Wednesday, July 18, 2018

We were discussing software versions and the ideal conditions for maintaining earlier releases. The reality is usually far from this ideal situation. Although continuous deployment may be available, generally software releases are at least months apart if not years apart. Such long development cycles leaves significant number of fixes made to earlier versions Customers may also be sticky to earlier versions as they wait for early adopters to try out the new releases. The long development cycles imply that there is quite a divergence between earlier versions and current release. This divergence is the source of several backward compatibility issues and takes significant toll on testing and suitable fixes in the wake of new development.
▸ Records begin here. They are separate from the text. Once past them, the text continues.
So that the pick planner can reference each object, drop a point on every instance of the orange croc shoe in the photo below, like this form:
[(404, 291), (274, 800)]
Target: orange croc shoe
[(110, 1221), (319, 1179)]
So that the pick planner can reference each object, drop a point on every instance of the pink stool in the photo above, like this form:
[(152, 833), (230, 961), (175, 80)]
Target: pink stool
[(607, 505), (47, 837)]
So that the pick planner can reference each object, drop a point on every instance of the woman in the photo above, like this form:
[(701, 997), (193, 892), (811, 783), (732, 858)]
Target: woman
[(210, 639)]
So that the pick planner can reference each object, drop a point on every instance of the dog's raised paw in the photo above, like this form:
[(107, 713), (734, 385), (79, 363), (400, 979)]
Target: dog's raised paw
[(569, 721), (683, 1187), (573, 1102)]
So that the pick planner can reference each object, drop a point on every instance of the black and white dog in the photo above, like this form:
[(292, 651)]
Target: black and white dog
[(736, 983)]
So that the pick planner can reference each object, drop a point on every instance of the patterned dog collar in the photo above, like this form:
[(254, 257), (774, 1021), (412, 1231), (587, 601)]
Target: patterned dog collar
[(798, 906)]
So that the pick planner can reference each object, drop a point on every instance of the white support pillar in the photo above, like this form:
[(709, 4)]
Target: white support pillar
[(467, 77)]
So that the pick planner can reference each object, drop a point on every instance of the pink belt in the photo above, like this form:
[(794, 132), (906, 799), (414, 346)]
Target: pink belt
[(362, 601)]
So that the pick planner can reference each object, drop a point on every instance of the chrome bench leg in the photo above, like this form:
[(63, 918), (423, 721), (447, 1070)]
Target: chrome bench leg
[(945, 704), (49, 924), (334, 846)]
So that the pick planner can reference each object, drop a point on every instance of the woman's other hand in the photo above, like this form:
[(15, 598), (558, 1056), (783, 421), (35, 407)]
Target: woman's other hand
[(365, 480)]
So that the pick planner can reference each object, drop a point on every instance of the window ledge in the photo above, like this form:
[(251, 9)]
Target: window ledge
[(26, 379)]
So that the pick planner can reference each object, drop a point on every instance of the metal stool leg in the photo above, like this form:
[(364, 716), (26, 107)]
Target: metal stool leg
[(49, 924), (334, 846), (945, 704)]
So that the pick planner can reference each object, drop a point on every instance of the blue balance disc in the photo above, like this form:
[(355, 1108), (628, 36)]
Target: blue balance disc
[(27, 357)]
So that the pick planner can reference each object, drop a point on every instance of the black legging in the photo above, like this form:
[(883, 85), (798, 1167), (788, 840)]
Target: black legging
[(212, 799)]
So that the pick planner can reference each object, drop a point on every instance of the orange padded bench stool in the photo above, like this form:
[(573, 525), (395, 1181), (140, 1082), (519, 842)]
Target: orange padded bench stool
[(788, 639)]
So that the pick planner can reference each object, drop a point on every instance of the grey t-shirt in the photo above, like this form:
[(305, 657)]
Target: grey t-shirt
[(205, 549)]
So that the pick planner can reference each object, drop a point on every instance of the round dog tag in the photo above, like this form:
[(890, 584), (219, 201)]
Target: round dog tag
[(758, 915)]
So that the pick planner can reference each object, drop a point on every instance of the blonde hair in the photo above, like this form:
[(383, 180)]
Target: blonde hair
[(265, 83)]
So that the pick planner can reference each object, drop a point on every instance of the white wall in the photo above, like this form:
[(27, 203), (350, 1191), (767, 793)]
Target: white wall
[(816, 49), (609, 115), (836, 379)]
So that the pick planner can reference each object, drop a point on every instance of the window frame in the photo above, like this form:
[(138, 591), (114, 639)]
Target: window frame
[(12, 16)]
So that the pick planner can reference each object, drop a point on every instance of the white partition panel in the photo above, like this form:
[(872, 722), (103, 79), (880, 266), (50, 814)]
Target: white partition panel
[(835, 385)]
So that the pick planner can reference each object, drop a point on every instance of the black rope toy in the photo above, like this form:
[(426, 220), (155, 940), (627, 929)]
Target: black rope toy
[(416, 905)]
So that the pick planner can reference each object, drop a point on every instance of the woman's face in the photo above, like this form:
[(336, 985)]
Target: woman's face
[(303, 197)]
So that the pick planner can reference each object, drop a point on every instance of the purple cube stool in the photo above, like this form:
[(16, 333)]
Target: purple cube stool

This further prolongs the development cycle. Even as the features are developed in their own branches, a significant amount of time may go into pulling and pushing the parent branches to build the feature on the latest. More time is spent on conflicts, merges and bug fixes that demand resources and the time for development, These eat up into the  resources otherwise reserved for helpful features for customers such as Command line interface (CLI), user interface (UI), software development kit (SDK) and API documentation. As corners are cut, features may not  have the impact that they would otherwise do. One way to relieve this development on large code bases with lengthy development cycles is to create multiple phases of feature development so that the forking and merging are more frequent.

#codingexercise
Let us say we are given three values N, M and X.
N = number of elements in an array
M = the upper maximum any element can be. If A is the array 1 <= A[i] <= M where 0 <= i <= N-1
X = the value of the first element
The number 1 = the value of the last element
How many ways are there such that the adjacent elements are distinct ?
Let us think about this in recurrence form with say f(i) as the desired number of ways for array to be formed up to index i. Then the index i could be occupied by 1 or a non - one .
For the non-one case, there would M-1 choices after finding f(i-1) and ending with 1 at i
                            and there would be M-2 choices after finding f(i-1) and ending with non-one at i excluding the 1 and the non-zero value at i
Also since adjacents have to be distinct f(i) ending with 1 is the same as f(i-1) ending with non-one.
The solution is f(N-1) ending in 1.
Finally we know that we don't have to include the first element since its value is predetermined.  The first element cannot be 1 and there is at most1 value in the range 1 to M at which the second element will form a duplicate with the first.
For N = 4, M  = 3, X = 2
we have possible arrays by enumeration as [2, 1, 2, 1],  [2, 1, 3, 1] and [2, 3, 2, 1]

In these case there are three arrays possible.